# creating an angel wing-like effect



## VersaStyleGraphics (Jan 29, 2006)

Hi everybody, 

I'm new to photography and i'm trying to learn a technique for a certain picture that i want to take and any help would be appreciated. I want my subject to be kneeling down and praying while i have a shorter person hidden behind this subject out of the camera's view, moving thier arms up and down to make it look like the main subject has wings. I know that i should be taking the picture during a slow exposure but im not exactly sure what that means... since i am so new at this that im not aware of phtography terms.
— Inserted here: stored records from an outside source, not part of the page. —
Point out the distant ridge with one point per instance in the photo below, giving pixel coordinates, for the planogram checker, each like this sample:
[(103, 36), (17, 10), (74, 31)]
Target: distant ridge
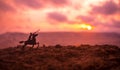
[(84, 57), (65, 38)]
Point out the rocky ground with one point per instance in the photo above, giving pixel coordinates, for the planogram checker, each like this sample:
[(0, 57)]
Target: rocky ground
[(83, 57)]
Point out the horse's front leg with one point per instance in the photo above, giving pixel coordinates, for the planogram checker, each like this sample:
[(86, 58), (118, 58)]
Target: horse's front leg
[(23, 47), (32, 45), (38, 45)]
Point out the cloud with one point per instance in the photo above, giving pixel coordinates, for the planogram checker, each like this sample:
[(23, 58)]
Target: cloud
[(108, 8), (116, 23), (57, 17), (35, 4), (5, 7), (58, 2), (86, 18)]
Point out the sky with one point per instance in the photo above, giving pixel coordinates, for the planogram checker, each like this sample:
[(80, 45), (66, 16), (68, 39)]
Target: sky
[(59, 15)]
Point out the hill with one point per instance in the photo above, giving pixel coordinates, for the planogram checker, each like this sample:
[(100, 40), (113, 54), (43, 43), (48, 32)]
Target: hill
[(84, 57), (63, 38)]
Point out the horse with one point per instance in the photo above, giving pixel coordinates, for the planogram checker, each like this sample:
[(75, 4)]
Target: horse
[(30, 42)]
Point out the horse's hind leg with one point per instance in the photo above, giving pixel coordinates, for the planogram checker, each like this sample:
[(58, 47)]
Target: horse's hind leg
[(23, 47), (32, 45), (38, 45)]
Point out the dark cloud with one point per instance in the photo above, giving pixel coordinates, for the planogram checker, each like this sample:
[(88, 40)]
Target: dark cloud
[(29, 3), (5, 7), (107, 8), (57, 17)]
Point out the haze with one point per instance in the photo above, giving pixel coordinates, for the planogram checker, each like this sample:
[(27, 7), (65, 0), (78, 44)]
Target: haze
[(59, 15)]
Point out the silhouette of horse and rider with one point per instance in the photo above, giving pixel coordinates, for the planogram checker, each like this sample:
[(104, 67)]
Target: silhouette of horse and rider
[(31, 40)]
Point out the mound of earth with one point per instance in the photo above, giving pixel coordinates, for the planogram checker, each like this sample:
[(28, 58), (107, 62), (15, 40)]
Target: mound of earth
[(84, 57)]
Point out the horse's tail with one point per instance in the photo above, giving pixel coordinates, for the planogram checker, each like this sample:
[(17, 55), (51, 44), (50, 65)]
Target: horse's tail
[(21, 41)]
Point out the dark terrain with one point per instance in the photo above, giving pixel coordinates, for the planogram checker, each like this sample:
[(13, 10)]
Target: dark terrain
[(63, 38), (83, 57)]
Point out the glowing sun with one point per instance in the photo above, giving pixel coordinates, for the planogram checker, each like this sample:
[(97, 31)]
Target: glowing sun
[(84, 26)]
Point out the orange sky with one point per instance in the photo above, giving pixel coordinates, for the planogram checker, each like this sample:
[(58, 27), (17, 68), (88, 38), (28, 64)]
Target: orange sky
[(59, 15)]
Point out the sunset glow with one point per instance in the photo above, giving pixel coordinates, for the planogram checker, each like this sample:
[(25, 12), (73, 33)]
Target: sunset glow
[(59, 15), (85, 26)]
Also what apeture and shutter speed would be best to perform this type of picture? I am using a Minolta hi-matic s7 camera from the 60's and it takes great pictures but i'm really interested in learing how i can create this paticular effect. Any help would be greatly appreciated. Thanks in advance.


----------



## Rob (Jan 29, 2006)

Well, as you've said, a long shutter speed is the key. If you're shooting indoors perhaps in a church, then there won't be much light anyway.

Choose a narrow aperture, say f11-f22 rather than a wide one like f2.8 as this will make focussing less critical and extend the exposure.

Use low ISO film like 100 as this also will lengthen the exposure.

I would guess that you'll be wanting an exposure in the region of 1/30th of a second to 1s in length, as any shorter and it'll not do the wings, and any longer and the wings will disappear.

Don't forget that at these speeds you'll need to be on a tripod, and no flash as this'll freeze it.

Good luck, we'll look forward to seeing your results.

Rob


----------



## VersaStyleGraphics (Jan 29, 2006)

ok that sounds about good but the only thing is that im actually using an iso of 400, would this still be possible or no? and what does long exposure mean? does it mean i need to hold the button down for so many seconds or something else?


----------



## VersaStyleGraphics (Jan 29, 2006)

anyone that can help me? .. im running out of time to get this done. any help is appreciated. sorry for the rush.


----------



## Rob (Jan 29, 2006)

VersaStyleGraphics said:
			
		

> ok that sounds about good *but the only thing is that im actually using an iso of 400*, would this still be possible or no? and what does long exposure mean? does it mean i need to hold the button down for so many seconds or something else?



Why?

It'll probably work fine at 400, as long as the exposure is sufficiently long, which depends on the lighting.

Rob


----------